Abstract

The paper describes the application of the Soil Water-Balance Bucket Model (SWBBM), version B, to outline potential Holocene climate conditions leading to water fluctuations at the Lagoni peat-bog (Mercurago, Northern Italy). These are reconstructed from a series of radiocarbon-dated peat cores taken along present-day shores. Attention focuses on an event occurring during the late Sub-Boreal (4000-3000 years before present [BP]), during which peat recedes and subsequently expands, indicating reduced and increased water availability, respectively. This period is associated with a major change in human settlement patterns, both at local and regional scales, the appearance and disappearance of Bronze age lake-dwelling sites in Northern Italy; settlement patterns shift from the low plains of the Po valley to the upper plain and hills of the pre-Alpine system. Palynological data indicate no shift in mesic regional vegetation while changes are documented at the local scale, with an increase in hygrophilous vegetation as a response to raised lake levels.

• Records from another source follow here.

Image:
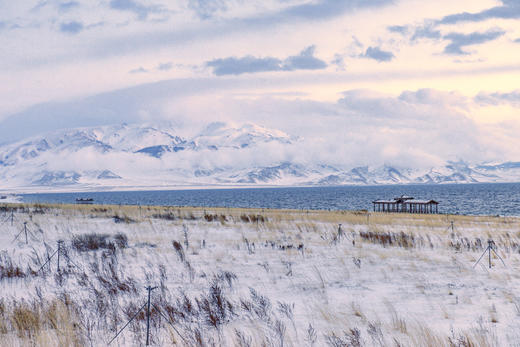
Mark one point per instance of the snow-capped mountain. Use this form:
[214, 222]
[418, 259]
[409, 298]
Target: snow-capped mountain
[221, 154]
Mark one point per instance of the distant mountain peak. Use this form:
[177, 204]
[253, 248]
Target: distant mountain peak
[131, 155]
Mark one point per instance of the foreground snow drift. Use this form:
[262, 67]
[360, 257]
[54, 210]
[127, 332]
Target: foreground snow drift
[255, 278]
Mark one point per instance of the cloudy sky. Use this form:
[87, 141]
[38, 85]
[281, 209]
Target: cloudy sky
[400, 81]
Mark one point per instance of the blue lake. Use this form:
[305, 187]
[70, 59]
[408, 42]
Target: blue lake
[474, 199]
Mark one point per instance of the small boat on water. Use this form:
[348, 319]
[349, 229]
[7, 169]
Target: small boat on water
[84, 201]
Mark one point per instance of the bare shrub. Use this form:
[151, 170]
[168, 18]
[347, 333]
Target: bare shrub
[166, 216]
[180, 251]
[123, 219]
[389, 238]
[351, 338]
[94, 242]
[9, 270]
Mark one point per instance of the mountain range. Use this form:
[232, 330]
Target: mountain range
[144, 156]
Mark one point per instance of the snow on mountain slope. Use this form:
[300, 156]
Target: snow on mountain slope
[221, 154]
[218, 135]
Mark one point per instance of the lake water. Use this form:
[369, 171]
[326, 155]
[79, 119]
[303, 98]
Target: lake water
[475, 199]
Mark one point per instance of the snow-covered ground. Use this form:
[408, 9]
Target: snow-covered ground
[235, 277]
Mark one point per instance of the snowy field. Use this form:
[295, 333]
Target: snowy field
[236, 277]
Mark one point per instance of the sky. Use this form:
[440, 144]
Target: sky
[408, 82]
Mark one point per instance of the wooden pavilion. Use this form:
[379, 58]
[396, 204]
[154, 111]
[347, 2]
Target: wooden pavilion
[406, 204]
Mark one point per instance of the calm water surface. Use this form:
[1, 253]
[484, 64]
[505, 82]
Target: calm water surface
[475, 199]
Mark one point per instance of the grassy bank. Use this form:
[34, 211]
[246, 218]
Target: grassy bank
[256, 277]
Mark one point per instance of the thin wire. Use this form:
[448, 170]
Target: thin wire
[131, 319]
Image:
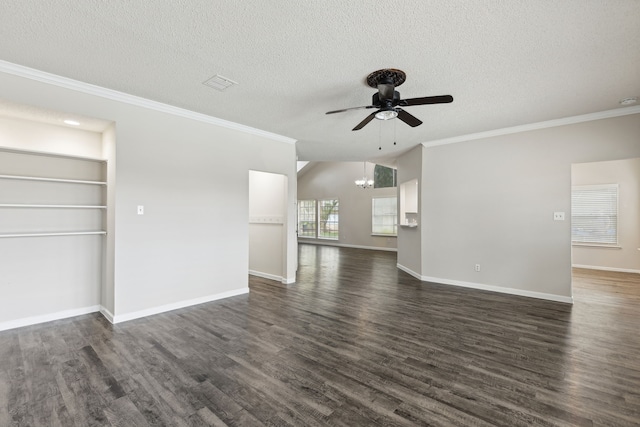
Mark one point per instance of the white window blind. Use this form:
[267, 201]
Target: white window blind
[384, 218]
[328, 214]
[307, 218]
[594, 214]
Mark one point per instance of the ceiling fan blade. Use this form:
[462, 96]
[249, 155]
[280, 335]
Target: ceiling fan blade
[365, 121]
[386, 90]
[408, 118]
[441, 99]
[353, 108]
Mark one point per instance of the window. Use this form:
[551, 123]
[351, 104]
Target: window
[384, 177]
[384, 217]
[307, 218]
[594, 214]
[328, 211]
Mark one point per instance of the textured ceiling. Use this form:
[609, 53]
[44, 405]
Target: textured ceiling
[506, 63]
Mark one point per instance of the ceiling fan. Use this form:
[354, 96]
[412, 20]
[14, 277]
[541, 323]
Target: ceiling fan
[387, 99]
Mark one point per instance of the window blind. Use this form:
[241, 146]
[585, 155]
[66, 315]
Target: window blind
[594, 214]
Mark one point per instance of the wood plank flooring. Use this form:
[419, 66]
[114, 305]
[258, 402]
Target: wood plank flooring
[355, 342]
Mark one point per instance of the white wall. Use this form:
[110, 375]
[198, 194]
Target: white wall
[36, 136]
[267, 215]
[625, 173]
[191, 245]
[329, 180]
[491, 202]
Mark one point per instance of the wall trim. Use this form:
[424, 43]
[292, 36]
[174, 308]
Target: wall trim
[49, 317]
[500, 289]
[618, 112]
[596, 267]
[409, 271]
[174, 306]
[283, 280]
[67, 83]
[345, 245]
[268, 276]
[491, 288]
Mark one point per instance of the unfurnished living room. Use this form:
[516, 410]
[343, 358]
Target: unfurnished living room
[319, 213]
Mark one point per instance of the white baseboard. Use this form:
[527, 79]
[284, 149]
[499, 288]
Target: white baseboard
[266, 276]
[409, 271]
[280, 279]
[106, 313]
[491, 288]
[34, 320]
[596, 267]
[118, 318]
[345, 245]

SWBBM/B, using a limited number of input climate parameters (temperature, precipitation and insolation), quantifies changes in soil hydrology parameters (evapotranspiration, soil water, percolation and runoff). Modern climate at the site is perturbed with insolation, temperature and precipitation altered to obtain variations in percolation and runoff, without varying evapotranspiration. Results show that 10% seasonal differences in total precipitation, with only a minor temperature change < 1° C, lead to 30% changes in percolation and runoff but with no change in evapotranspiration. It appears that for this minor climatic shift in the late Sub-Boreal, palynological evidence does not seem to be a suitable proxy-climate indicator at regional scales. This results from sensitivity of lake levels and vegetation to different components of the hydrological cycle.